Over Eight months after the heads of schools in the capital were first introduced to transgender identity and rights and sensitised on the needs of transgender students, 27 schools — including 25 government schools — have now been certified “trans-friendly”.
An awards ceremony marked this small milestone in a pilot project called ‘Purple Board’, aimed at making education accessible for transgender and gender non-conforming children, by addressing transphobia and identifying and eliminating trans-bullying. An award modelled on the flag representing the transgender community — with blue, pink and white horizontal stripes — were testimony to the baby steps taken by the schools towards trans-inclusivity.
The project was initiated by NGO Society for People’s Awareness Care and Empowerment (SPACE) in collaboration with the Delhi government’s Directorate of Education, with support from the Netherlands Embassy.
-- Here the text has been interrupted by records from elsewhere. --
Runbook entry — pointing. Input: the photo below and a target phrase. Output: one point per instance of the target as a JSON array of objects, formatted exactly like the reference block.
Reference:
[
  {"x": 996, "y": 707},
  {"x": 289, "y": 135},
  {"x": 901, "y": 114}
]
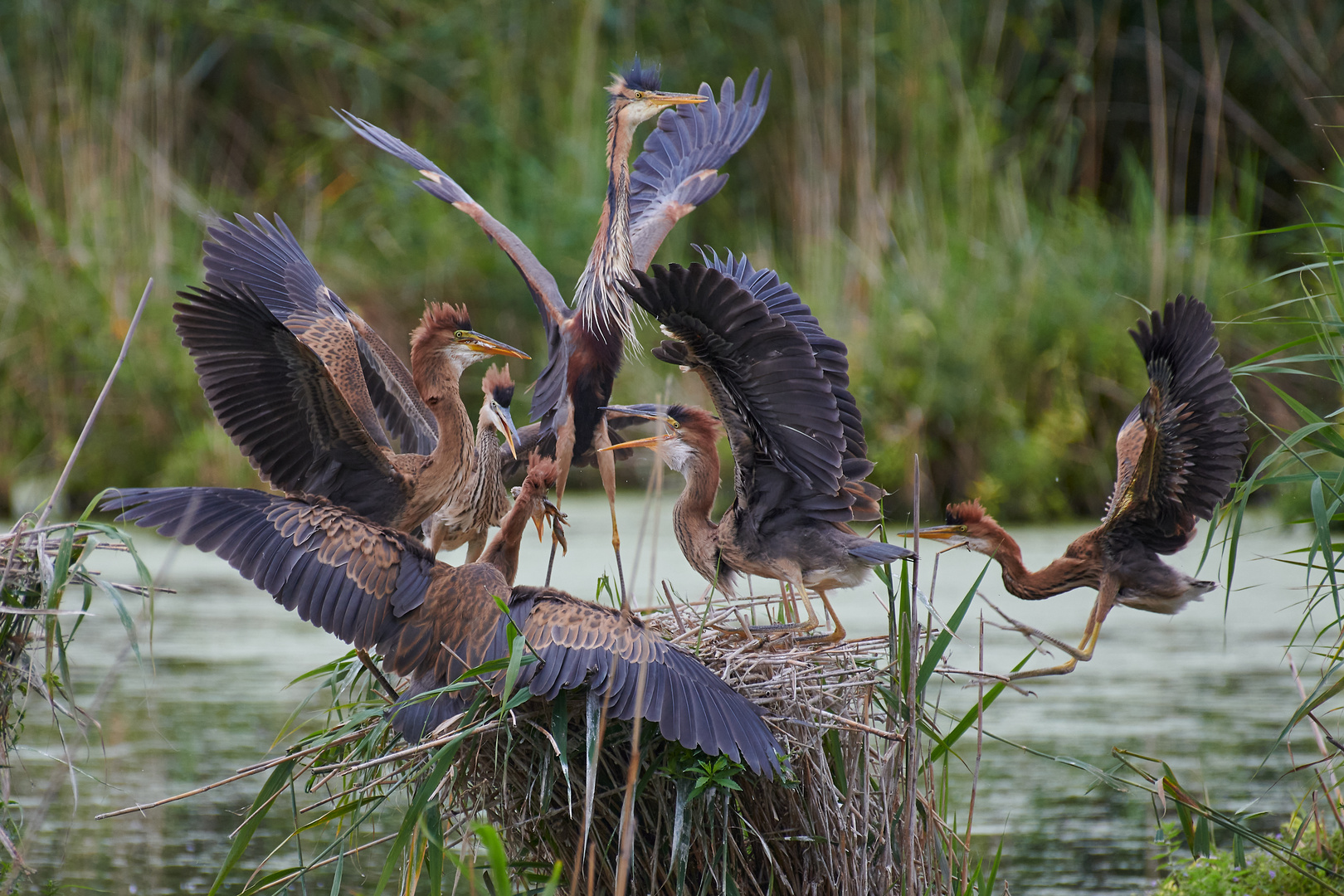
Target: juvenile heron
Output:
[
  {"x": 676, "y": 171},
  {"x": 377, "y": 587},
  {"x": 470, "y": 514},
  {"x": 1179, "y": 451},
  {"x": 284, "y": 407},
  {"x": 778, "y": 383}
]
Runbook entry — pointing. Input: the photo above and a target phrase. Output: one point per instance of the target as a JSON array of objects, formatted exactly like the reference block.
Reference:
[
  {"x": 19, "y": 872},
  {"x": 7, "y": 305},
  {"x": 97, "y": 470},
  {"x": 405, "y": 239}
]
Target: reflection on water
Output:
[{"x": 1205, "y": 692}]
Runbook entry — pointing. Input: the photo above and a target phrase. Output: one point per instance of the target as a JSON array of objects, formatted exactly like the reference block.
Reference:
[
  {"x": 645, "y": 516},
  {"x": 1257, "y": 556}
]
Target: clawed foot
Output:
[
  {"x": 558, "y": 522},
  {"x": 1036, "y": 637},
  {"x": 1032, "y": 635}
]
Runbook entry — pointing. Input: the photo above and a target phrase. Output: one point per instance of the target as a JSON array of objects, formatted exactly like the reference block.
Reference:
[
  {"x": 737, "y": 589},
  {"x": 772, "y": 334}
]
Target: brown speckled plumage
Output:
[{"x": 382, "y": 590}]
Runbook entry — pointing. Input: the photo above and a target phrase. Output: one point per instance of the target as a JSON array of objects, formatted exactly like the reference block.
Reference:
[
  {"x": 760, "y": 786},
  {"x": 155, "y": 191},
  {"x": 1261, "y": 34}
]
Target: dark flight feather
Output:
[
  {"x": 679, "y": 165},
  {"x": 377, "y": 587},
  {"x": 280, "y": 406},
  {"x": 269, "y": 261},
  {"x": 757, "y": 366},
  {"x": 1183, "y": 445}
]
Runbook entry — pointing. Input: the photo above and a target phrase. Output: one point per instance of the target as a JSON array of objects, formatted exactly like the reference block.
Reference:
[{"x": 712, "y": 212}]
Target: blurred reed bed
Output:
[{"x": 967, "y": 192}]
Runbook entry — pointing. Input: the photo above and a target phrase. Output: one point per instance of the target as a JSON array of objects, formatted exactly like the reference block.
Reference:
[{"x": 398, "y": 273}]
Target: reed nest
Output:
[{"x": 704, "y": 825}]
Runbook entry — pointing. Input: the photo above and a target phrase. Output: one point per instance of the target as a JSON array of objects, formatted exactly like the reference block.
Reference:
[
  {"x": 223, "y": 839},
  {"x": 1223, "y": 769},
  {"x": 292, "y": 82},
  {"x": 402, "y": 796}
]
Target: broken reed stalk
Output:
[
  {"x": 97, "y": 406},
  {"x": 912, "y": 747}
]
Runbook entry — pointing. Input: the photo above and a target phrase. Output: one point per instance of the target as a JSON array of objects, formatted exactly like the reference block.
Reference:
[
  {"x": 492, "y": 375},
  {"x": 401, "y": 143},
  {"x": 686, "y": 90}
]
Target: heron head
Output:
[
  {"x": 446, "y": 329},
  {"x": 636, "y": 95},
  {"x": 691, "y": 433},
  {"x": 499, "y": 394},
  {"x": 967, "y": 523}
]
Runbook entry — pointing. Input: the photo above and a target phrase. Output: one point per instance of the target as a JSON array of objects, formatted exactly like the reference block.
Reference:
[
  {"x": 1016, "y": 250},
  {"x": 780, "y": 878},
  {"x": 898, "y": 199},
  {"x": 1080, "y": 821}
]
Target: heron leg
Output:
[
  {"x": 563, "y": 457},
  {"x": 839, "y": 635},
  {"x": 1083, "y": 652},
  {"x": 606, "y": 466},
  {"x": 796, "y": 587}
]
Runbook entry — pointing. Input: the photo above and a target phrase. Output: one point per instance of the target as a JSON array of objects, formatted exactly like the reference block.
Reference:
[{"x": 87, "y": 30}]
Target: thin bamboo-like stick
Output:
[
  {"x": 908, "y": 884},
  {"x": 97, "y": 406}
]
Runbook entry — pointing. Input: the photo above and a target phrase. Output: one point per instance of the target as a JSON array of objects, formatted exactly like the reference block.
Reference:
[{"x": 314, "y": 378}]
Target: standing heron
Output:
[
  {"x": 283, "y": 407},
  {"x": 676, "y": 171},
  {"x": 528, "y": 504},
  {"x": 1179, "y": 451},
  {"x": 377, "y": 587},
  {"x": 268, "y": 261},
  {"x": 466, "y": 516},
  {"x": 778, "y": 383}
]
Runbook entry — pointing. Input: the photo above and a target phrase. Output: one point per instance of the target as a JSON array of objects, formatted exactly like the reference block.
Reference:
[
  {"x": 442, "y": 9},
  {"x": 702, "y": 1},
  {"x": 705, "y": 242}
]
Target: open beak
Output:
[
  {"x": 674, "y": 99},
  {"x": 507, "y": 429},
  {"x": 654, "y": 441},
  {"x": 937, "y": 533},
  {"x": 485, "y": 345}
]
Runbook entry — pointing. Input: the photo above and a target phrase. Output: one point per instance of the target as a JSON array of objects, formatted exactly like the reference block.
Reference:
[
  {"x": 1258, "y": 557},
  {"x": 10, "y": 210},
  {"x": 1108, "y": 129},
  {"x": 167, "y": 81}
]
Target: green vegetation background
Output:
[{"x": 962, "y": 191}]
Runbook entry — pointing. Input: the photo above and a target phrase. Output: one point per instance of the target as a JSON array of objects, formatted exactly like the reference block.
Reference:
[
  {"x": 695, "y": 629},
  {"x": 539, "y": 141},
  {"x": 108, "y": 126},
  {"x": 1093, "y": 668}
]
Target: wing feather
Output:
[
  {"x": 280, "y": 406},
  {"x": 1183, "y": 445},
  {"x": 268, "y": 260},
  {"x": 613, "y": 648},
  {"x": 737, "y": 344},
  {"x": 679, "y": 165}
]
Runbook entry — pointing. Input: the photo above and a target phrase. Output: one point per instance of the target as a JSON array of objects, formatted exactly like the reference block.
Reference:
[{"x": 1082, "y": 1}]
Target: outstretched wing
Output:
[
  {"x": 830, "y": 353},
  {"x": 340, "y": 572},
  {"x": 546, "y": 295},
  {"x": 679, "y": 165},
  {"x": 269, "y": 261},
  {"x": 280, "y": 405},
  {"x": 1183, "y": 445},
  {"x": 581, "y": 642},
  {"x": 762, "y": 373},
  {"x": 368, "y": 585}
]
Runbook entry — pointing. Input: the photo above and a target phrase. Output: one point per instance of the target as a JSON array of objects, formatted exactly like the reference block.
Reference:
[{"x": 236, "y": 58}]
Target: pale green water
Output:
[{"x": 1205, "y": 694}]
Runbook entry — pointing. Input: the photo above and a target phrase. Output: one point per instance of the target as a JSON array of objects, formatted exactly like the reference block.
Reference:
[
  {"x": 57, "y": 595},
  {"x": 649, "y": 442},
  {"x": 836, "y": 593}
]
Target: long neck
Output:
[
  {"x": 695, "y": 531},
  {"x": 437, "y": 381},
  {"x": 502, "y": 553},
  {"x": 1062, "y": 574},
  {"x": 600, "y": 296}
]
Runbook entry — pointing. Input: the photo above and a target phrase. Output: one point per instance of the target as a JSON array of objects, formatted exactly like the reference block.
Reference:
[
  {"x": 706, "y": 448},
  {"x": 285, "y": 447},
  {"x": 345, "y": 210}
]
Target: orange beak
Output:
[{"x": 937, "y": 533}]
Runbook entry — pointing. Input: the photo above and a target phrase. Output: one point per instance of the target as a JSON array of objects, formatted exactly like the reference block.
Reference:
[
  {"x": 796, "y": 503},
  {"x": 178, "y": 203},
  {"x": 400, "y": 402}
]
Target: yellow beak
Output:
[
  {"x": 654, "y": 441},
  {"x": 487, "y": 345},
  {"x": 674, "y": 99}
]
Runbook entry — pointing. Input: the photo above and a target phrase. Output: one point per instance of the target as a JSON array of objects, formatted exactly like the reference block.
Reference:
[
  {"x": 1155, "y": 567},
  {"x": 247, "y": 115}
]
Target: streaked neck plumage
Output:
[
  {"x": 600, "y": 297},
  {"x": 695, "y": 531}
]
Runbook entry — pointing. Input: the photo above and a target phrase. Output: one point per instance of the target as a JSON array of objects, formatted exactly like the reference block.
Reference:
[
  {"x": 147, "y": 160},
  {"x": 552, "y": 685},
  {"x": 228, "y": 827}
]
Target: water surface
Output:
[{"x": 1207, "y": 691}]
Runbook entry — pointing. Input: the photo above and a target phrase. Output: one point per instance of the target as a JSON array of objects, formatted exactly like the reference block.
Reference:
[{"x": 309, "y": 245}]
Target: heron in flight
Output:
[
  {"x": 290, "y": 411},
  {"x": 676, "y": 173},
  {"x": 379, "y": 589},
  {"x": 1179, "y": 451},
  {"x": 780, "y": 386}
]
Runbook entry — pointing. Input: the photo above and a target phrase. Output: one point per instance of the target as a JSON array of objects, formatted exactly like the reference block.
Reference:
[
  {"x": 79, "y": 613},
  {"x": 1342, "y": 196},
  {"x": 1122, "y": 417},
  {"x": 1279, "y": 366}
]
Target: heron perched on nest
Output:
[
  {"x": 797, "y": 442},
  {"x": 378, "y": 589},
  {"x": 290, "y": 411},
  {"x": 676, "y": 173},
  {"x": 1179, "y": 451}
]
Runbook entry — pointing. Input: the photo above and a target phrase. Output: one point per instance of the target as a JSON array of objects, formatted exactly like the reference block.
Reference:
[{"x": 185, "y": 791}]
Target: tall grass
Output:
[{"x": 964, "y": 192}]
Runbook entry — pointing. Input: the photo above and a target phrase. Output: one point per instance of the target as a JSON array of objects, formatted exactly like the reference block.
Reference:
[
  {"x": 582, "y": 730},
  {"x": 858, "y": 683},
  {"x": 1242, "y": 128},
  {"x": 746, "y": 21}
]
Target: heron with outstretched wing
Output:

In October, the heads of schools had attended a workshop with the NGO, followed by workshops with nodal teachers. This was eventually extended to one-on-one interactions with students of classes IX-XII in over 4-5 workshops per school.
These workshops included sessions wherein SPACE transgender members sensitised students on the meaning of transgender and the ways in which school could be a difficult place for them.
According to Anjan Joshi, director of the organisation, the most revelatory activity was the “anonymous question box”.
“We would ask the teacher to step out during the session and the children would slide into a box the questions they didn’t wish to ask in open. ‘Do transpeople have children?’ was one such question. Many children came out as trans in their anonymous messages. In the beginning, many school principals did not welcome the idea of conducting these workshops saying their schools do not have any trans-students. But there was not a single school in which a child didn’t come out to us as trans,” Joshi said.
On whether there was any resistance to the workshops by students, he said, “None at all. However, there were three other private schools whose allowed only the first workshop. They did not like the idea of interacting with children and dropped out of the project.”
Salma, a class XII student of a Government Girls Senior Secondary School which has been certified transfriendly, said:
“When I saw transgender people, I wondered how they behaved differently. I later realised that they are just like us, and that they are merely expressing what they feel. Their feelings are different from the bodies they were born into. They should be able to study in the same schools as the rest of us and and feel secure,” she said.
Almost every principal present at the ceremony admitted they did not know what “transgender” meant before the workshops happened.
There are material steps which the schools have been urged to take — creating at least one unisex or gender neutral washroom in the school, putting up a chart on the school noticeboard stating that it is an “anti-transbullying school”, and setting up an anti-transbullying committee.